The student is capable of

• carrying out independent work on modelling of buildings on such factors as optimum indoor climate, power and energy demand, using the SIMIEN tool or equivalent
• analysing the quality of indoor climate and energy consumption in a building, considering current laws and regulations, using both measurements and simulations
• analysing the profitability of indoor climate and energy saving measures in buildings
• assessing assumptions and calculating probable real energy use in buildings
• analysing data on indoor climate and energy consumption during the operation phase of buildings, e.g. ET curves
• analysing the thermal environment in terms of metabolism, radiation temperatures, air temperature, operative temperature, clothing and Activity
• choosing suitable materials to achieve the intended indoor climate quality and environmental impact

General competence

The student is capable of

• calculating and analysing the energy consumption of buildings
• determining which methods are most appropriate for conducting indoor climate or energy analyses
• applying their knowledge and skills to evaluate and choose the right tools for the problem
• planning and performing indoor climate analyses in buildings and provide relevant advice on indoor climate

Lectures, calculation exercises, laboratory exercises and project work

Vurderingsformen er en skriftlig, individuell firetimers skoleeksamen.

Kandidater som ikke består ordinær eksamen, kan framstille seg til ny/utsatt eksamen (jf. Forskrift om studier og eksamen ved OsloMet - storbyuniversitetet).

The following required coursework must be approved before a student can take the exam:

• Five milestone meetings for the project, in plenary or in groups.
• One laboratory group exercise, subsequent reporting of approx. five to ten pages. Laboratory time approx. two hours.

Part 1 Individual written exam of three hours, which counts 70 percent.

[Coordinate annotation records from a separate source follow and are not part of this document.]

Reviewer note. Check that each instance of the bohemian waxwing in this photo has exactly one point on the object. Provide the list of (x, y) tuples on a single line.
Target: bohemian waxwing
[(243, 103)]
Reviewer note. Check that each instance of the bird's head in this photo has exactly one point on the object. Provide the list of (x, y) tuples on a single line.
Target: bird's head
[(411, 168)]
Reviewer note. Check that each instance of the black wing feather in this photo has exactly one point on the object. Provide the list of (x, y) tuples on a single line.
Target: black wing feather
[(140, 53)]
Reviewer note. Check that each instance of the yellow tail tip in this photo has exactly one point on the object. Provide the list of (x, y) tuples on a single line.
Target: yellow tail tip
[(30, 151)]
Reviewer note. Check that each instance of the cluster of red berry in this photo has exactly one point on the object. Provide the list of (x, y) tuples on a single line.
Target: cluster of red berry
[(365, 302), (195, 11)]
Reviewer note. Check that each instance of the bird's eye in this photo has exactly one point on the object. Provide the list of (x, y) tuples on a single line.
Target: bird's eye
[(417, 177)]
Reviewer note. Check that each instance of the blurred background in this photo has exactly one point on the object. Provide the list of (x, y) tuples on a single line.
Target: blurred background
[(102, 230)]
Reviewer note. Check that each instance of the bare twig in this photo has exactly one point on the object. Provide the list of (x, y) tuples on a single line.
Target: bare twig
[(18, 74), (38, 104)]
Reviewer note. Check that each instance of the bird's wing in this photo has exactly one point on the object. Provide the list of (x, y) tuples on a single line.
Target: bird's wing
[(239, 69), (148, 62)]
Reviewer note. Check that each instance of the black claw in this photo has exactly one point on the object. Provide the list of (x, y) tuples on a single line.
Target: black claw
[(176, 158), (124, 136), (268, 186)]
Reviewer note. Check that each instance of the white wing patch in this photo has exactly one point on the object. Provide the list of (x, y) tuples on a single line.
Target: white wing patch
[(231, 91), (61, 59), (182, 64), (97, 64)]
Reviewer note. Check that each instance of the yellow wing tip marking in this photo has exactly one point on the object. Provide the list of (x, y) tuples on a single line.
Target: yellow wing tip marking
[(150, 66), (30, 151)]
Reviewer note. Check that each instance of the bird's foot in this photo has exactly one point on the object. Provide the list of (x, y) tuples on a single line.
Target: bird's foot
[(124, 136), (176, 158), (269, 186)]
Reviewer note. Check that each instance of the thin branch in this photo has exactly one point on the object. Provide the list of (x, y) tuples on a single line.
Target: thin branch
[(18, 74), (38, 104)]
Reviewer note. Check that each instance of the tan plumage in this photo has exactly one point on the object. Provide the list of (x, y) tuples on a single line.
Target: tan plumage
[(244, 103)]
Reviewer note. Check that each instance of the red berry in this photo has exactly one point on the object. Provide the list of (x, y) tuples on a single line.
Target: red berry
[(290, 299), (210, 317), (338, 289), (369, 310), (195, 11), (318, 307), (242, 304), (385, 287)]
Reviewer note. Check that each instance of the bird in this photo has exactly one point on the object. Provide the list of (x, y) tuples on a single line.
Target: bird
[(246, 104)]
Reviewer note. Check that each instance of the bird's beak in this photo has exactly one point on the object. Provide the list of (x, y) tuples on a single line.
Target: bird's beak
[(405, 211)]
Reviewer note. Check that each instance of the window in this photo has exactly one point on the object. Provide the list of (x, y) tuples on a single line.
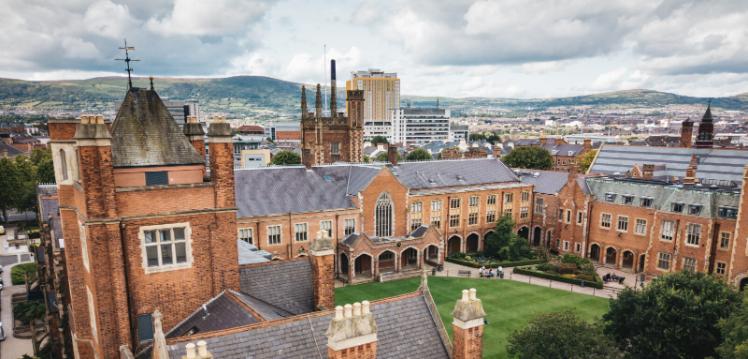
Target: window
[(668, 230), (721, 266), (727, 212), (623, 224), (663, 261), (605, 220), (689, 264), (539, 203), (454, 220), (694, 209), (326, 225), (383, 216), (508, 197), (490, 216), (349, 225), (724, 240), (246, 235), (166, 246), (156, 178), (273, 235), (300, 229), (454, 203), (693, 234), (641, 226)]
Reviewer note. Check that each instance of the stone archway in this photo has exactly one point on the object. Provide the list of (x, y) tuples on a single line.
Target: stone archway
[(610, 256), (453, 245), (595, 252), (472, 243)]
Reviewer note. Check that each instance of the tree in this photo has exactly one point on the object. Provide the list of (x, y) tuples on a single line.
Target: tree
[(560, 335), (379, 139), (529, 157), (675, 316), (419, 154), (504, 244), (586, 160), (734, 331), (286, 158)]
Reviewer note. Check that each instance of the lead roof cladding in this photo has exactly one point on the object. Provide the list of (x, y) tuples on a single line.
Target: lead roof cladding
[(144, 134)]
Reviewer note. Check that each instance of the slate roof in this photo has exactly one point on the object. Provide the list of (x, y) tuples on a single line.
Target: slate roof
[(548, 182), (405, 329), (714, 163), (284, 284), (145, 134)]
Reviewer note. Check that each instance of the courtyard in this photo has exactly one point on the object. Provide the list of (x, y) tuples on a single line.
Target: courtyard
[(509, 305)]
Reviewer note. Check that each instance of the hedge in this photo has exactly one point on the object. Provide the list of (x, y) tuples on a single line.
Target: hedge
[(473, 264), (17, 273), (531, 272)]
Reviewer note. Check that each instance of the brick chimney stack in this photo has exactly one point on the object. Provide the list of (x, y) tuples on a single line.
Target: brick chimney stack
[(467, 326), (322, 255), (221, 162), (352, 333)]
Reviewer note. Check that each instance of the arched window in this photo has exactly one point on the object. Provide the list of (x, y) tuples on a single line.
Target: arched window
[(383, 216), (63, 165)]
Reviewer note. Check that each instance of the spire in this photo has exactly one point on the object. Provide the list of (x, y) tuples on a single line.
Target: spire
[(333, 89), (303, 102), (318, 102)]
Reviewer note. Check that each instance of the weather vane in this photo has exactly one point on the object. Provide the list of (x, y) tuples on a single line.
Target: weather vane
[(127, 61)]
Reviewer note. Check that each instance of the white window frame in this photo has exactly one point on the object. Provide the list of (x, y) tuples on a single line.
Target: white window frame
[(168, 267)]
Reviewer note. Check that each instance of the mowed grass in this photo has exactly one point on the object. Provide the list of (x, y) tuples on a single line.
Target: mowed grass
[(509, 305)]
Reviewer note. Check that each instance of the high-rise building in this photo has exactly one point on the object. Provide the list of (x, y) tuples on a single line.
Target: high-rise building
[(381, 99)]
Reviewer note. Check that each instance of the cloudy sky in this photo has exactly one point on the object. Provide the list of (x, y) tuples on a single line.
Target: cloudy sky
[(502, 48)]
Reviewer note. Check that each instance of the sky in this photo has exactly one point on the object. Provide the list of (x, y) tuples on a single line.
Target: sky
[(457, 48)]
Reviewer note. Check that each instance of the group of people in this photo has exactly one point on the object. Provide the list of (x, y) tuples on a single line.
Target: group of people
[(489, 273)]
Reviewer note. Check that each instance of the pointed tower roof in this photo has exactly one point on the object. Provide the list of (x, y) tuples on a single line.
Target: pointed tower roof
[(145, 134)]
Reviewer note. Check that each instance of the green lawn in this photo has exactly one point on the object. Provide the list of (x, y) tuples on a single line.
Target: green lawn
[(509, 305)]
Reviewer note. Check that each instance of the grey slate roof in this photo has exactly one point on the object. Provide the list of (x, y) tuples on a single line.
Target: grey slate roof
[(284, 284), (548, 182), (145, 134), (405, 329), (714, 164)]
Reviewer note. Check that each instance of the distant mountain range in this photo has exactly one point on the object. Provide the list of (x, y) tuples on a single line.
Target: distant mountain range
[(268, 98)]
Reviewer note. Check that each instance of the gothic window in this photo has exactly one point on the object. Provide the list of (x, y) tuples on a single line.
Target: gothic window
[(383, 216)]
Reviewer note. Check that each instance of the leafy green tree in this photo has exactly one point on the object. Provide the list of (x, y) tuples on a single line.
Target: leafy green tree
[(560, 336), (379, 139), (419, 154), (286, 158), (504, 244), (734, 331), (529, 157), (675, 316)]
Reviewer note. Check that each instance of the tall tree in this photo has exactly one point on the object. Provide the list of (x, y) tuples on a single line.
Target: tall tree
[(675, 316), (560, 336), (529, 157)]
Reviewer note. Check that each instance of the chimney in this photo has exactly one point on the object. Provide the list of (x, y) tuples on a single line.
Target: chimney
[(352, 333), (392, 154), (467, 326), (322, 255), (686, 133), (333, 89)]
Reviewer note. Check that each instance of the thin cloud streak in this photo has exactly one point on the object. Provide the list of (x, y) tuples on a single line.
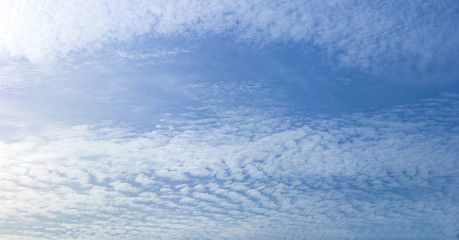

Part 2 Project in groups of two to four students, which counts 30 percent. Both report and work process will be assessed.

Exam part 1) Exam results can be appealed. Exam part 2) Project result cannot be appealed.

Both parts of the examination must be graded pass/E or better in order to pass the course.

In case of a new and postponed individual written examination, an oral examination form may be applied. If an oral examination is applied for a new and postponed examination, this cannot be appealed.

Exam part 1) Support materials attached to the examination paper. Handheld calculator that does not communicate wirelessly. If the calculator has internal memory, the memory must be empty before the exam. Random controls may occur.

Exam Part 2): Any support materials.